L'océan atlantique cogne de son ressac. Du rouleau de la barre lointaine s'échappent des chevelures d'embruns. Des centaines de mouettes planent et virevoltent dans le vent hurlant. Les rafales les plus fortes soulèvent des nuées de sable d'or fin.

Zykë :
Le type se présente comme un lecteur. Il me dit qu'il a adoré Parodie. Moi, je l'invite à s'asseoir : « Tu bois un verre, camarade ? » Comme je fais toujours dans ces cas-là. Et là, qu'est-ce qu'il me dit, le schmock ?

Msieu Poncet :
Que lui aussi, il est un aventurier dans son genre.

Zykë :
Exactement. Tu commences à connaître deux, trois trucs, Msieu Poncet…

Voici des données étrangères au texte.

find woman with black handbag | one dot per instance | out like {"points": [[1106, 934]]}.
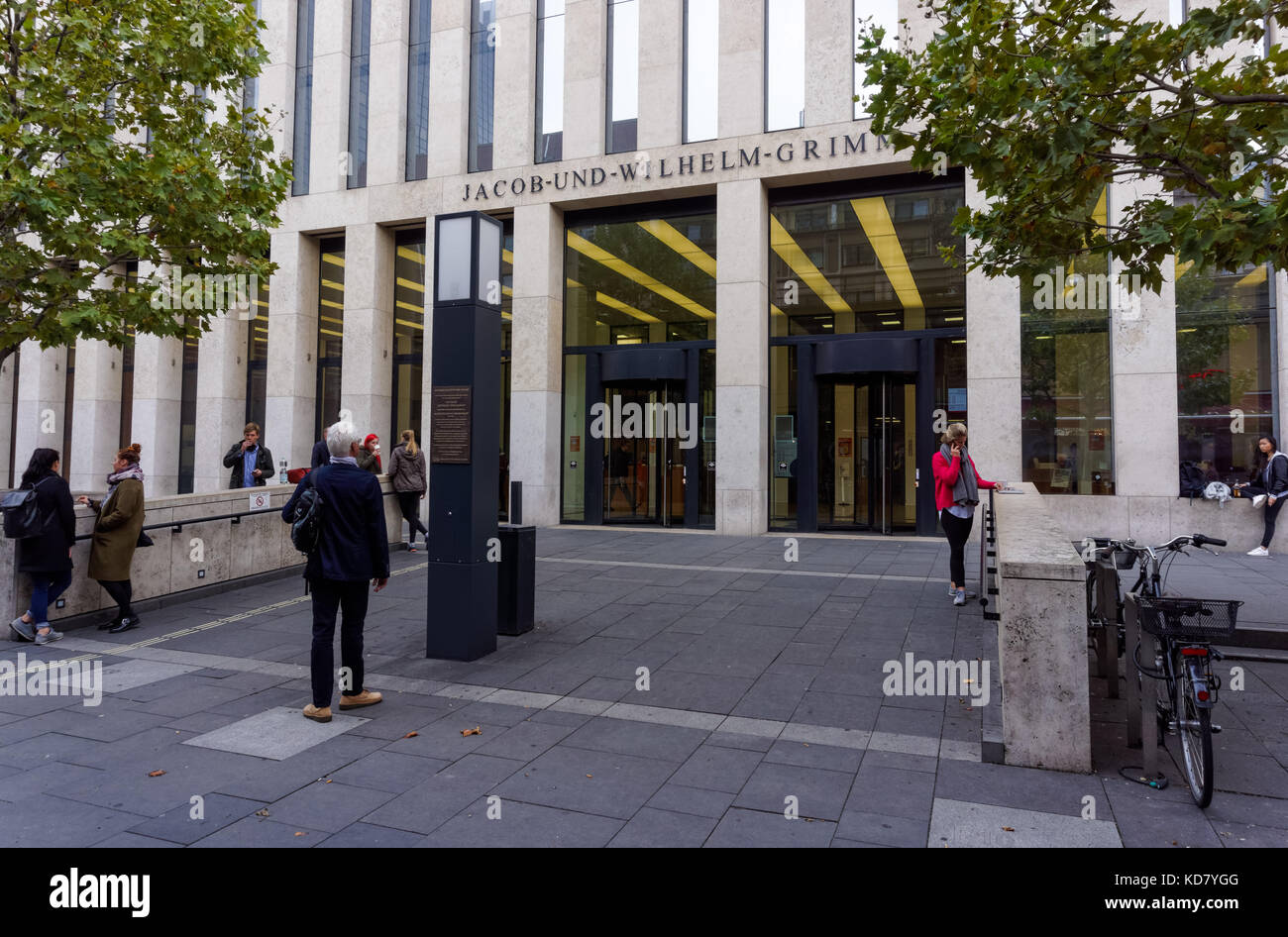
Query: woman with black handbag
{"points": [[47, 557], [116, 534]]}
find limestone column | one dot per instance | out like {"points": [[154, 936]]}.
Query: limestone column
{"points": [[514, 90], [292, 339], [992, 366], [222, 396], [742, 73], [661, 73], [95, 413], [369, 317], [585, 63], [449, 86], [330, 116], [1142, 334], [42, 394], [829, 65], [742, 357], [7, 400], [386, 102], [536, 376]]}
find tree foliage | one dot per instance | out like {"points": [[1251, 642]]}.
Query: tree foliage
{"points": [[111, 152], [1047, 102]]}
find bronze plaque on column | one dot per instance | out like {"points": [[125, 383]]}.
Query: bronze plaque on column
{"points": [[450, 425]]}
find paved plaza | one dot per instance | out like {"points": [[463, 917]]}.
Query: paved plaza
{"points": [[681, 688]]}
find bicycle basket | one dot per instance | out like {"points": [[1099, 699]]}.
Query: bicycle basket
{"points": [[1197, 619]]}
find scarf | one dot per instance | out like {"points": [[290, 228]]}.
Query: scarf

Entre les deux hommes, un bidon de plastique empli de vin de palme est enfoncé dans le sable. À cent mètres de là, les palmes des toits d'une demi douzaine de huttes dansent sous la bourrasque. Des longs bateaux peints de couleur vives s'alignent sur le rivage. Autour joue une ribambelle d'enfants à poils.

Zykë (se saisissant du bidon) :
Et le type entreprend de me casser les burnes en me racontant comment il prépare sa plongée pendant des jours et des jours. Il envoie des sondes. Il mesure ceci et celà. Il tient des réunions avec d'autres plombiers. Il prend des photos avec je ne sais pas quel système et autres conneries du genre.

Msieu Poncet :
Des repérages.

Zykë (ayant dévissé le bouchon, il s'envoie une longue rasade) :
Voilà. Moi, je respecte. Je l'ai invité à ma table, je respecte. Il continue à m'expliquer comment ils tendent des câbles de sécurité pour le remonter s'il y a une couille dans le schmilblick. Qu'il y a trois bateaux au-dessus du site. Qu'il y a une équipe de secours prêtes à plonger…

Msieu Poncet (qui boit à son tour et grimace : le liquide gluant est dégueulasse) :
Gloup. Lourdingue, quoi...

Zykë :
Je finis par lui dire : « C'est très honorable de réparer les canalisations, mais un aventurier, s'il faut plonger, il plonge et basta ! ».

Msieu Poncet (avec un entrain qui montre qu'il n'en est pas à sa première goulée de vin de palme) :
Basta de basta !

Zykë :
Il me répond qu'il y a des risques. Je lui dis que sans doute. « Non mais, Zykë, des vrais risques ; on peut mourir ! » Je lui dis que et alors ? « Mais, Zykë, on n'est pas suicidaires ! » Je lui réponds : « Si tu plonges, tu es un aventurier ; si tu calcule tes risques, t'es un plombier. » Le type s'est vexé. Il s'est cassé. On était dans le même hôtel, à Caracas. On s'est recroisé deux ou trois fois. Le mec n'a plus jamais voulu me reparler…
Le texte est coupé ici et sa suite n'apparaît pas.